Taxpayers shouldn’t be expected to solve the student loan problem
In a new piece at Accuracy in Academia, Roger Aronoff examines the argument over student loans and determines bigger doesn’t always equal better.
Big College Soaks Taxpayers
Rates on new subsidized federal student loans just doubled from 3.4% to 6.8% on July 1st, a fact that was met with dread, frustration, and, for some, celebration. As Danielle Kurtzleben notes for U.S. News and World Report, a student loan rate of 6.8 percent “wasn’t always so scary,” that is, until Congress lowered it to 3.4%.
“The increase was long foreseen,” reported InsideHigherEd. “Congress passed legislation in 2007 that gradually lowered the interest rate from 6.8 percent to 3.4 percent over five years, but the rate was scheduled to rebound in 2012.”
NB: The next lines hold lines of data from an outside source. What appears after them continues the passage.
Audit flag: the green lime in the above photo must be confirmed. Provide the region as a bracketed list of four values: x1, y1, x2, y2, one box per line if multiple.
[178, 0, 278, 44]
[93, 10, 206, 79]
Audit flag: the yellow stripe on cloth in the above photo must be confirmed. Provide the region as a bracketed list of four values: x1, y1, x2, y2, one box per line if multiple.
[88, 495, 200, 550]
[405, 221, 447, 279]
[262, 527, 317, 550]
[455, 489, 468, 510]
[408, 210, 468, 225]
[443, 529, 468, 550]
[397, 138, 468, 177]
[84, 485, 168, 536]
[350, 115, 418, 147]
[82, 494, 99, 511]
“But as concern grew about student debt during last year’s presidential campaign, student groups and the Obama campaign successfully persuaded Congress to pass a one-year extension of the 3.4 percent interest rate, a historic low, at a cost of $6 billion.”
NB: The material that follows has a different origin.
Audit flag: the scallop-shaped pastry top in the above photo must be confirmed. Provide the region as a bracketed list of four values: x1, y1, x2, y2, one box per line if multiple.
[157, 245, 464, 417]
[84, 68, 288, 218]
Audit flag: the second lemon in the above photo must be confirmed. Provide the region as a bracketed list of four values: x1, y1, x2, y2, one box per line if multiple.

Clearly, extending this historically low rate was politically and financially untenable; but if you read the mainstream media, a Congressional “impasse” is what’s to blame for the current rate. That is coded language which means it’s the fault of those evil Republicans who refuse to pass anything meaningful. “The rise in interest rates came because Congress failed to reach a compromise last week for the student-loan program,” reported the Christian Science Monitor.
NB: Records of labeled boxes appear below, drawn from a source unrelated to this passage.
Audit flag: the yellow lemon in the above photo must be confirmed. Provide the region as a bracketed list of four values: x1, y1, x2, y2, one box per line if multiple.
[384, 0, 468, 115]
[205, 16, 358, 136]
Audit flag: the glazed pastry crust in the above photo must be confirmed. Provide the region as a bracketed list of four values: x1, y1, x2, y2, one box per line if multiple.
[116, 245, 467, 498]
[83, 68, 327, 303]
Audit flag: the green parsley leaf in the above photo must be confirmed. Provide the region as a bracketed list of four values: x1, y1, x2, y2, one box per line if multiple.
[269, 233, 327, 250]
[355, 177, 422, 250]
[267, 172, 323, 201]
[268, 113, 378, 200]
“Republicans have taken advantage of the gap between the Obama administration and congressional Democrats,” asserted The Hill. “Since the House passed its proposal, Republican leadership has engaged in some of the same campaign-style tactics used in the past by Obama to criticize Democrats’ inability to advance their own plan,” reported the Los Angeles Times.
President Obama proposed a fix in his 2014 budget which, according to InsideHigherEd, “would peg the interest rate on student loans to the yield on 10-year Treasury bonds, with lower rates for subsidized loans (the 10-year Treasury yield plus 0.93 percentage points) and higher rates for unsubsidized and PLUS loans.” The Republican House plan, in contrast, “would allow student lending rates to reset each year, based on the interest rate of a 10-year Treasury note, plus 2.5 percentage points for Stafford loans,” according to The New York Times.